An ailing 83-year-old lesbian asked the Supreme Court on Monday to hear her legal challenge against a federal law that defines marriage as a union between a man and woman, attempting to place her case on a fast-track to the top court.
The suit, filed by Edith Schlain Windsor in 2010, targets the Defense of Marriage Act, a law passed by the U.S. Congress in 1996 that denies federal benefits to lawfully married same-sex couples.
Windsor's petition attempts to bypass the U.S. Court of Appeals, which is slated to hear the case in September.
With Windsor's filing, there are three petitions pending before the Supreme Court over the constitutionality of the Defense of Marriage Act, an issue the high court could take up in oral arguments as early as next spring, said Windsor's lawyer Roberta Kaplan, of Paul, Weiss, Rifkind, Wharton & Garrison LLP.
"This case presents a question of exceptional national importance: the constitutionality of a statute, the Defense of Marriage Act ('DOMA'), that daily affects the lives of thousands of Americans," the petition said.
In June, a New York district court ruled in Windsor's favor, finding that a central provision of the law discriminates against married same-sex couples. The case is now on expedited appeal before the 2nd U.S. Circuit Court of Appeals.
But Windsor's lawyers argue that premature review of her case by the Supreme Court is warranted since the issue is already before the court. Also, Windsor suffers from a heart condition that could end her life before the case is resolved.
The American Civil Liberties Union originally filed the suit in New York on behalf of Windsor, a former computer programmer who married Thea Clara Spyer in Toronto, Canada, in 2007. The two were engaged in 1967.

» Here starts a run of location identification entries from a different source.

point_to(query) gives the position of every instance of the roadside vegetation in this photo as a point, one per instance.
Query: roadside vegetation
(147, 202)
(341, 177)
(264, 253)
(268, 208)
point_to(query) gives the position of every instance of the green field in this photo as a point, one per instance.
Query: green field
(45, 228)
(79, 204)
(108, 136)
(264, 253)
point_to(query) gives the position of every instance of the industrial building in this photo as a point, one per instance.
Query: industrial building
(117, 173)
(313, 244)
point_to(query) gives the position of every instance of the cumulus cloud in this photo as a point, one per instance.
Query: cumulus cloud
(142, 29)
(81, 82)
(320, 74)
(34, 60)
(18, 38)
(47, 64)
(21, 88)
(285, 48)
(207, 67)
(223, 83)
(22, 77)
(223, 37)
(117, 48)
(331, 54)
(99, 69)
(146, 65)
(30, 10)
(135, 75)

Spyer died in 2009 after a long battle with multiple sclerosis, leaving her property to Windsor. Because the marriage was not recognized under federal law, Windsor had to pay more than $363,000 in federal estate taxes, according to the suit.
Six states have legalized same-sex marriage since DOMA went into effect, including New York in 2011. But federal law and programs do not recognize those marriages because of DOMA.
Windsor's attorneys argue that the federal law violates the 14th Amendment of the U.S. Constitution which prohibits states from denying people equal protection under the laws.
Federal courts in New York, California and Massachusetts all found the law unconstitutional for different reasons, applying varying standards of legal analysis.
The Republican-controlled House of Representatives, through its Bipartisan Legal Advisory Group (BLAG), is defending the law, which the Obama administration has largely abandoned. President Barack Obama in 2011 instructed the Justice Department to stop defending the law in courts, finding it unconstitutional.